Use BigQuery agent analytics

BigQuery agent analytics is an open source solution that lets you capture, analyze, and visualize multimodal agent interaction data at scale by streaming raw agent interactions—such as requests, responses, tool calls, and errors—directly into BigQuery. This solution lets you perform AI-powered evaluations, optimize agent prompts, and extract long-term memory to enhance future interactions. BigQuery agent analytics is supported in Agent Development Kit (ADK) and LangGraph (Preview).

Architecture

BigQuery agent analytics streams agent activity data to BigQuery using the BigQuery Storage Write API, which provides high-throughput, low-latency log streaming without blocking agent execution.

The data flow consists of these stages:

Capture. Use plugins in the Agent Development Kit (ADK) or callbacks in LangGraph intercept interaction events to capture agent events.
Stream. Interaction events are sent to BigQuery through the Storage Write API. If a standardized schema doesn't exist, the agent creates one automatically.
Consume. Analyze and evaluate logged agent data. You can query raw data with SQL, track metrics on custom dashboards, or use the BigQuery agent analytics SDK to reconstruct and evaluate complex multi-turn agent execution traces.

Diagram showing agent activity data flowing from orchestration frameworks into
BigQuery for
analysis.

Agent analytics benefits

Enable comprehensive logging with a single line of code and automate schema management.
Log and analyze multimodal data, such as text, images, video, and audio, by using object tables.
Track operational metrics, such as token consumption and latency, within a robust, predefined schema.
Identify optimization opportunities by using BigQuery generative AI functions and vector search.
Secure agent logs with granular access controls, data masking, and encryption.

Ways to capture agent log data

To capture your agent's interaction telemetry (requests, responses, tool calls, and error logs) natively into BigQuery, you can log event data in several ways:

Orchestration framework plugins: use standard logging plugins provided by your agent orchestration toolkit. For example, the BigQueryAgentAnalyticsPlugin in the Agent Development Kit (ADK) hooks into the agent runner to automatically intercept, serialize, and stream events.
Framework callback handlers: integrate standard callbacks in popular agent environments. For example, you can use the built-in BigQuery handler in LangGraph and LangChain to intercept and forward traces.
Direct API ingestion: for custom or proprietary frameworks, use the Google Cloud client libraries to stream structured events directly to your events table using the Storage Write API.

Regardless of the method, all logging options use the low-latency, high-throughput BigQuery Storage Write API. This API provides a robust streaming endpoint that buffers and serializes rows (using the PyArrow engine) asynchronously in memory before committing them, ensuring that observability pipeline tasks don't block your user-facing agent execution turns.

Ways to analyze agent log data

To understand and optimize your agent's performance, analyze and evaluate interaction logs in the following ways:

Direct SQL queries: run custom queries in BigQuery to compute metrics like token consumption and execution latency.

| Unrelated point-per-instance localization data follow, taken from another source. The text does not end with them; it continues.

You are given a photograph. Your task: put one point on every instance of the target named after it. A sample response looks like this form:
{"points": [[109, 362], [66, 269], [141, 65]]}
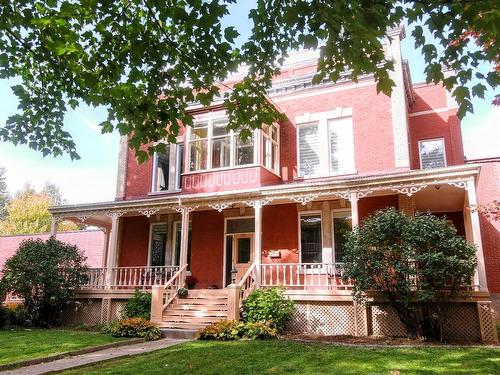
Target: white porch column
{"points": [[354, 210], [53, 226], [476, 234], [184, 236], [257, 243], [112, 248]]}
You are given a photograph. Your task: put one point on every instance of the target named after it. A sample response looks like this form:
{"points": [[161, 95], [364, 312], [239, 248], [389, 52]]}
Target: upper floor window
{"points": [[213, 146], [167, 168], [325, 146], [270, 147], [432, 153]]}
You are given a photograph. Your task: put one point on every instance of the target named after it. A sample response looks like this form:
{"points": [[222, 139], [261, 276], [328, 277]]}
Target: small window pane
{"points": [[199, 130], [244, 250], [219, 127], [342, 226], [240, 225], [432, 154], [309, 150], [244, 151], [162, 171], [310, 238], [158, 243], [221, 152], [198, 156]]}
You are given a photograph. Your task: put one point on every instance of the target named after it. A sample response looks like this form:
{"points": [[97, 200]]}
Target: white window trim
{"points": [[210, 118], [173, 174], [321, 119], [309, 213], [337, 213], [430, 140], [150, 241]]}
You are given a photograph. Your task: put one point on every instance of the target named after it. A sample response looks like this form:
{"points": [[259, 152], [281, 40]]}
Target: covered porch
{"points": [[291, 235]]}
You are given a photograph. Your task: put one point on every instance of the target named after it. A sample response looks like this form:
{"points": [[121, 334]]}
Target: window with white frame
{"points": [[167, 168], [325, 146], [213, 146], [342, 226], [311, 244], [432, 153], [270, 147]]}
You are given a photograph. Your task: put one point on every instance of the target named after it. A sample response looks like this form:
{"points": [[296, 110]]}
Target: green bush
{"points": [[45, 275], [228, 330], [139, 306], [133, 327], [270, 306]]}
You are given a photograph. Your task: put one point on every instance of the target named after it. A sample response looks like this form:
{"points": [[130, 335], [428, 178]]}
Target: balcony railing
{"points": [[129, 277], [305, 276]]}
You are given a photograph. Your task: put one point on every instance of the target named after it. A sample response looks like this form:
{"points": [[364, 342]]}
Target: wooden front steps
{"points": [[200, 308]]}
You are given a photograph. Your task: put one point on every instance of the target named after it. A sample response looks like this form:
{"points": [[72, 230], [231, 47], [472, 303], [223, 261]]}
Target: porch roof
{"points": [[406, 182]]}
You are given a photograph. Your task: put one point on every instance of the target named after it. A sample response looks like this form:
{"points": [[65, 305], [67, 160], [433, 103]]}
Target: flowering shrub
{"points": [[228, 330], [133, 327]]}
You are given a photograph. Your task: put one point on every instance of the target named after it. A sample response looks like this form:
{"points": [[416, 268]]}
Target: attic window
{"points": [[432, 153]]}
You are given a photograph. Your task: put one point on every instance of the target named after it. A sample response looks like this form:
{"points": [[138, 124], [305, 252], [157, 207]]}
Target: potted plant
{"points": [[182, 292], [191, 281]]}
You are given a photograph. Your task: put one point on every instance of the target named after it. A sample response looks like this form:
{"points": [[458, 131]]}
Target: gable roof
{"points": [[90, 242]]}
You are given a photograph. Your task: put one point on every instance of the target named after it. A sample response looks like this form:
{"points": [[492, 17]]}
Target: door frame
{"points": [[224, 253]]}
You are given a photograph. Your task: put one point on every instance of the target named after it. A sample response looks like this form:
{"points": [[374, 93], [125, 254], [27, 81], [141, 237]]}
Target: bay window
{"points": [[167, 168], [311, 245], [213, 146], [325, 144]]}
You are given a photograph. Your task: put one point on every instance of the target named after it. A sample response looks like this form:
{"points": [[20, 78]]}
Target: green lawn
{"points": [[279, 357], [22, 344]]}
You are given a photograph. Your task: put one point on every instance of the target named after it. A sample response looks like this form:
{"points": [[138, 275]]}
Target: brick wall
{"points": [[488, 189]]}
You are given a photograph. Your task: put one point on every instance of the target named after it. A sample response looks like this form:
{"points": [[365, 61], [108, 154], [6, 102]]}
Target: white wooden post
{"points": [[184, 236], [112, 248], [354, 210], [53, 227], [476, 235], [257, 251]]}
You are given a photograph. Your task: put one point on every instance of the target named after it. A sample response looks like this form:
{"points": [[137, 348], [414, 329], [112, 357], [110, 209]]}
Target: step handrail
{"points": [[247, 283], [172, 286]]}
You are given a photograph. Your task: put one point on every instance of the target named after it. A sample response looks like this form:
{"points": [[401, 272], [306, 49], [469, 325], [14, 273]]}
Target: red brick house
{"points": [[274, 210]]}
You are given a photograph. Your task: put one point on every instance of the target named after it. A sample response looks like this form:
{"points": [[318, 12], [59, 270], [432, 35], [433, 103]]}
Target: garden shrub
{"points": [[133, 327], [270, 306], [228, 330], [44, 274], [139, 306]]}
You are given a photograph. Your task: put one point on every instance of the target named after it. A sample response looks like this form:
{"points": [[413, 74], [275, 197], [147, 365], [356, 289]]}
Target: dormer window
{"points": [[432, 153], [167, 168]]}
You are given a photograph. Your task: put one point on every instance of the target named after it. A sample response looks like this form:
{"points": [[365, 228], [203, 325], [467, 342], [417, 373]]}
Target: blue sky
{"points": [[93, 177]]}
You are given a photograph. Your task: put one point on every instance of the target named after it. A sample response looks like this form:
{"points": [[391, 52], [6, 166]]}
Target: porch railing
{"points": [[141, 277], [96, 278], [305, 275]]}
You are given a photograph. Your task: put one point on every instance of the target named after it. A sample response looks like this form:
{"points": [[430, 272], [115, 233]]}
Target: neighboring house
{"points": [[274, 210], [90, 243]]}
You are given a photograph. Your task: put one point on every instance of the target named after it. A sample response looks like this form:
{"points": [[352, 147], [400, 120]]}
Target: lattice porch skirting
{"points": [[468, 321], [93, 311]]}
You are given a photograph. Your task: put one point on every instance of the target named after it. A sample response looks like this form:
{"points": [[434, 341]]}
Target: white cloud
{"points": [[481, 135], [78, 185]]}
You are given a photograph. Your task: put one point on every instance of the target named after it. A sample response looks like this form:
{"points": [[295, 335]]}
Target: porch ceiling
{"points": [[439, 198]]}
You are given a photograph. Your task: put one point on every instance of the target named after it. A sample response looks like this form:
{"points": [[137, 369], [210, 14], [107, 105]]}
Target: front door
{"points": [[242, 256]]}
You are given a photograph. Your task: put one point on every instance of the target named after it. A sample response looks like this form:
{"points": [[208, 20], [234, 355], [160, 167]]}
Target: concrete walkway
{"points": [[90, 358]]}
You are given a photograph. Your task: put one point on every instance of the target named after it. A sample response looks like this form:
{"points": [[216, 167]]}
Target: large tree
{"points": [[28, 213], [146, 60], [4, 194]]}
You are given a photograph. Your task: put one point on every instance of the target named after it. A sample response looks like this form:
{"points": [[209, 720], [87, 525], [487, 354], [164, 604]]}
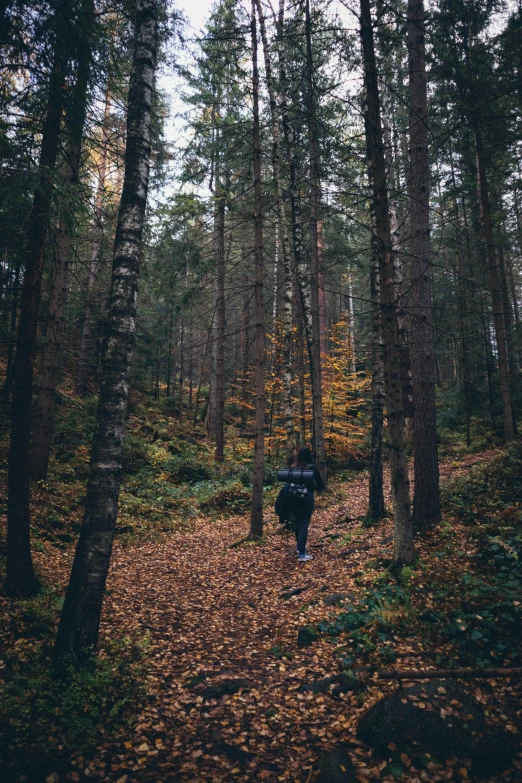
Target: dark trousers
{"points": [[301, 519]]}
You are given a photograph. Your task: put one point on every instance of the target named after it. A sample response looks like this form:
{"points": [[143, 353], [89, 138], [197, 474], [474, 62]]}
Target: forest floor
{"points": [[225, 673]]}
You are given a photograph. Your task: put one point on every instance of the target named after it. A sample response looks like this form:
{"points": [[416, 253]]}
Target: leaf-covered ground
{"points": [[224, 672]]}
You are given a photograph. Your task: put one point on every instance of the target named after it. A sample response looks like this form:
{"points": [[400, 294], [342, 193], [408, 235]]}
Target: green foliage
{"points": [[232, 498], [46, 715]]}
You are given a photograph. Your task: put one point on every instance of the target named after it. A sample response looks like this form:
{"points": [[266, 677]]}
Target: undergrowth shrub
{"points": [[233, 498], [46, 716], [135, 454]]}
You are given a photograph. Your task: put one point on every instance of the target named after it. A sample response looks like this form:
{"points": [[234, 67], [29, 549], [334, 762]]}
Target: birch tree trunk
{"points": [[317, 393], [285, 243], [82, 377], [43, 429], [403, 535], [256, 520], [219, 252], [21, 579], [495, 287], [426, 502], [79, 624], [376, 506]]}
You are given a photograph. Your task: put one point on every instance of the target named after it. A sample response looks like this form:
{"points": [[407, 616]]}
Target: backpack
{"points": [[297, 490]]}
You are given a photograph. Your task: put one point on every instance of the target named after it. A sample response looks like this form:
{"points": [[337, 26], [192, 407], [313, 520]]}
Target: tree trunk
{"points": [[21, 578], [55, 334], [403, 535], [219, 251], [8, 381], [79, 624], [169, 356], [256, 520], [317, 393], [181, 368], [285, 243], [495, 289], [86, 345], [426, 502], [376, 506]]}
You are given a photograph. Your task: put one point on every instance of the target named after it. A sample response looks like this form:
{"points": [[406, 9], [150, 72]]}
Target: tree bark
{"points": [[317, 394], [8, 381], [285, 243], [256, 520], [79, 624], [426, 502], [376, 506], [403, 535], [43, 429], [495, 287], [21, 579], [219, 251], [86, 345]]}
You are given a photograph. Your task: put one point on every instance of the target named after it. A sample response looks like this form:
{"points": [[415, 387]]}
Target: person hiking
{"points": [[303, 507]]}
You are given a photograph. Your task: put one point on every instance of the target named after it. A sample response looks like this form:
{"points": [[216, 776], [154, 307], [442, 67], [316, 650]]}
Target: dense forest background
{"points": [[299, 226]]}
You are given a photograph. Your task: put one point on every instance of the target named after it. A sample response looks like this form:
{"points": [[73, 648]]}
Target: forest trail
{"points": [[216, 614]]}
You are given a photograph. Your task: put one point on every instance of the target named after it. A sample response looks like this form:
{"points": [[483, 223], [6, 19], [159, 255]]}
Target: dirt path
{"points": [[216, 614]]}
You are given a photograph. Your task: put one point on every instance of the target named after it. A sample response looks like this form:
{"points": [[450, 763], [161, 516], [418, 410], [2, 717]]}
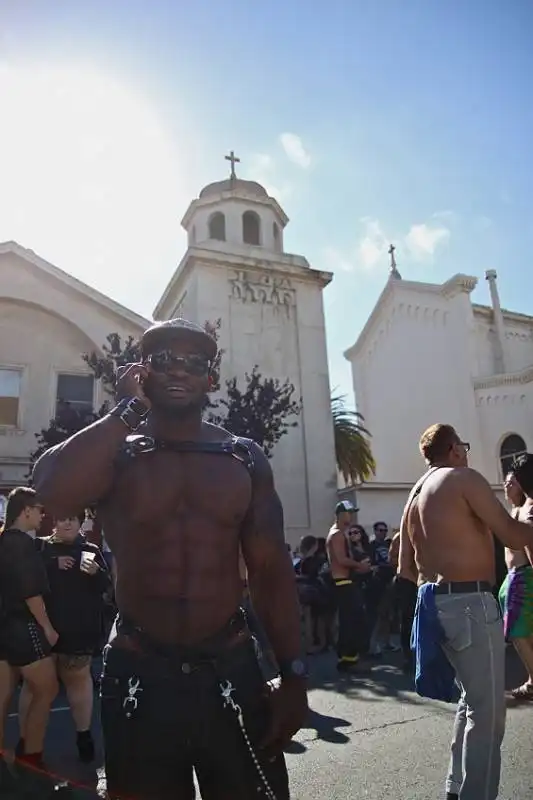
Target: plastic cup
{"points": [[86, 560]]}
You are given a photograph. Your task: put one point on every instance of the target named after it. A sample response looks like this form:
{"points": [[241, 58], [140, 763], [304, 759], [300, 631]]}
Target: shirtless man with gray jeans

You can also use AI.GENERATE for automated root-cause analysis of errors, or perform joins with business tables to measure business impact.
Interactive dashboards: connect visualization tools like Data Studio to prebuilt or custom BigQuery views to track agent health, error rates, and usage trends over time.
Jupyter notebooks: explore and experiment with log data using Python libraries, pandas, or BigFrames in interactive environments.
Python SDK: programmatically query, reconstruct, and audit agent execution traces directly in your application code or automated evaluation pipelines.

Examples of working with agent log data

The following are common use cases and examples of working with agent log data in BigQuery.

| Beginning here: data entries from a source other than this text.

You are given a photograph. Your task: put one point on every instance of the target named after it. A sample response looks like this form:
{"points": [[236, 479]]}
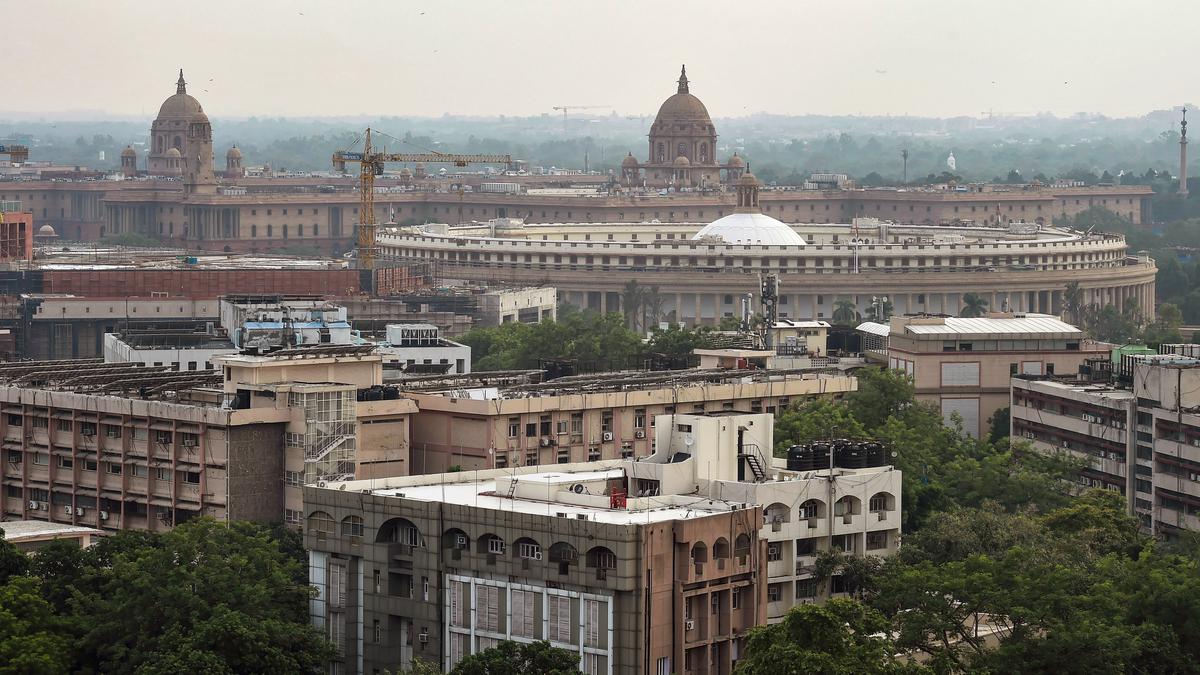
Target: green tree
{"points": [[841, 637], [520, 658], [999, 424], [816, 419], [845, 312], [207, 597], [31, 639], [881, 394], [973, 305]]}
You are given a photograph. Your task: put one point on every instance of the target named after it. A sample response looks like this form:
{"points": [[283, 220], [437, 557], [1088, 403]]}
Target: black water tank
{"points": [[798, 458]]}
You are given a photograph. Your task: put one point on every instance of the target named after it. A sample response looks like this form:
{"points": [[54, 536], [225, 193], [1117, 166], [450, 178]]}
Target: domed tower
{"points": [[233, 163], [735, 168], [181, 125], [629, 171], [129, 162], [172, 163], [683, 129]]}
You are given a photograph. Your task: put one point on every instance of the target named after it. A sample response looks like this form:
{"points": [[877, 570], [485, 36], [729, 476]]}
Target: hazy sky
{"points": [[515, 57]]}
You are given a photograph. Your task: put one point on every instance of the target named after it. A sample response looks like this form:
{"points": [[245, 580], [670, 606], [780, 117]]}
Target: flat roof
{"points": [[994, 326], [24, 530], [481, 494]]}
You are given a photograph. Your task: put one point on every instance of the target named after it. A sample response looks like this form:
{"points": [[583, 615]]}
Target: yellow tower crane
{"points": [[17, 154], [371, 165]]}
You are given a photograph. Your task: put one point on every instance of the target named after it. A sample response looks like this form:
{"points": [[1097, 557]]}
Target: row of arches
{"points": [[526, 549], [847, 505]]}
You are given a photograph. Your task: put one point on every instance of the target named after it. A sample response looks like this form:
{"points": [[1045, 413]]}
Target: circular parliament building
{"points": [[697, 272]]}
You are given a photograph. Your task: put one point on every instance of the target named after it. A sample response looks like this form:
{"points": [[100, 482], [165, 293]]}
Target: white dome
{"points": [[751, 228]]}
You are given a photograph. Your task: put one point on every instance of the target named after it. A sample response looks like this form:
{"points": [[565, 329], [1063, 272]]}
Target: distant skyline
{"points": [[521, 58]]}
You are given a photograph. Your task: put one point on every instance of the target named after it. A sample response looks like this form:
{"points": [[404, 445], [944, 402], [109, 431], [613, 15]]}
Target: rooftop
{"points": [[995, 324], [481, 493], [22, 530]]}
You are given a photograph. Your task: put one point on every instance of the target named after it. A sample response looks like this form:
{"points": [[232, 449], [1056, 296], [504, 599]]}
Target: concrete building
{"points": [[418, 348], [1140, 434], [653, 566], [922, 268], [965, 365], [31, 535], [523, 305], [501, 419], [124, 446]]}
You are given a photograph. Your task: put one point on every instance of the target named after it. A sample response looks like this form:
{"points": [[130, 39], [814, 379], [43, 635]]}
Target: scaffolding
{"points": [[330, 436]]}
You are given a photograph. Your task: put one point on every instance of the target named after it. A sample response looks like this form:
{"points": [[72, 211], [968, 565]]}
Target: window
{"points": [[876, 541], [352, 526], [805, 547]]}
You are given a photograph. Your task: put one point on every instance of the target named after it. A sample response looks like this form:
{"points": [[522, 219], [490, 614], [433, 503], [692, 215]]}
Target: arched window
{"points": [[400, 531], [810, 509], [321, 523], [601, 560], [527, 549], [742, 548], [881, 502], [564, 555], [352, 526]]}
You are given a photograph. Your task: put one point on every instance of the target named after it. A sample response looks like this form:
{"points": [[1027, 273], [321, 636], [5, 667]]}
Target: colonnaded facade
{"points": [[919, 268], [177, 193]]}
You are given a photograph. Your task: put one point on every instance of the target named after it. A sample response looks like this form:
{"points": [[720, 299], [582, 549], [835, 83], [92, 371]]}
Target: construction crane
{"points": [[17, 154], [371, 165], [565, 108]]}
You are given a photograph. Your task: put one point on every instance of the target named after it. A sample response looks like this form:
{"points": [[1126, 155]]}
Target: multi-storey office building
{"points": [[126, 446], [498, 420], [1141, 437], [965, 365], [652, 566]]}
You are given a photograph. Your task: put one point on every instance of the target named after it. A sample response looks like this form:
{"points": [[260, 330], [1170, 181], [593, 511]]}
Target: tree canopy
{"points": [[204, 597]]}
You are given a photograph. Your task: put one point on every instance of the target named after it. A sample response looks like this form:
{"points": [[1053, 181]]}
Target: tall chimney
{"points": [[1183, 155]]}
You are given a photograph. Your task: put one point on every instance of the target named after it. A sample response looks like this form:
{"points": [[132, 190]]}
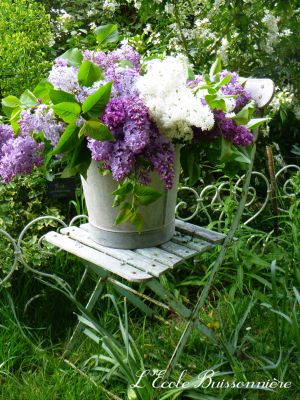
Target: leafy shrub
{"points": [[25, 36]]}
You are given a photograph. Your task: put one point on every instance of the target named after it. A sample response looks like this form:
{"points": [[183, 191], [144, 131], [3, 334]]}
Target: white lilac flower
{"points": [[270, 21], [172, 104], [65, 78]]}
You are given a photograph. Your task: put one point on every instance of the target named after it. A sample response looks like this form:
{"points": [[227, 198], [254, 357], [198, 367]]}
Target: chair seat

Observability and operational metrics

Query data to break down costs by agent flows and determine if a specific agent, such as a refinement agent, consumes a disproportionate amount of tokens compared to its contribution to final responses.
Use the BigQuery conversational analytics agent for AI-powered root cause analysis by running queries with the AI.GENERATE function. For example, "Analyze this conversation log and explain the root cause of the failure."

Agent evaluation and quality analysis

Rank conversations and measure agent rank over time by using the AI.SCORE function.
Identify conversation clusters where the agent failed to assist users by using a SQL query with Vector Search, and then compare them to the user's original intent. This helps you identify gaps in the agent's tools or knowledge base.

Business insights and contextualization

To contextualize agent data, join the agent_events table with other business tables . For example, show the average order value (AOV) for customers who interacted with the AI agent versus customers who used the search bar.

For more examples, see Advanced analysis queries.

Use a Jupyter notebook to work with agent logs

Use this example Colab Jupyter notebook to interactively query, visualize, and evaluate agent logs.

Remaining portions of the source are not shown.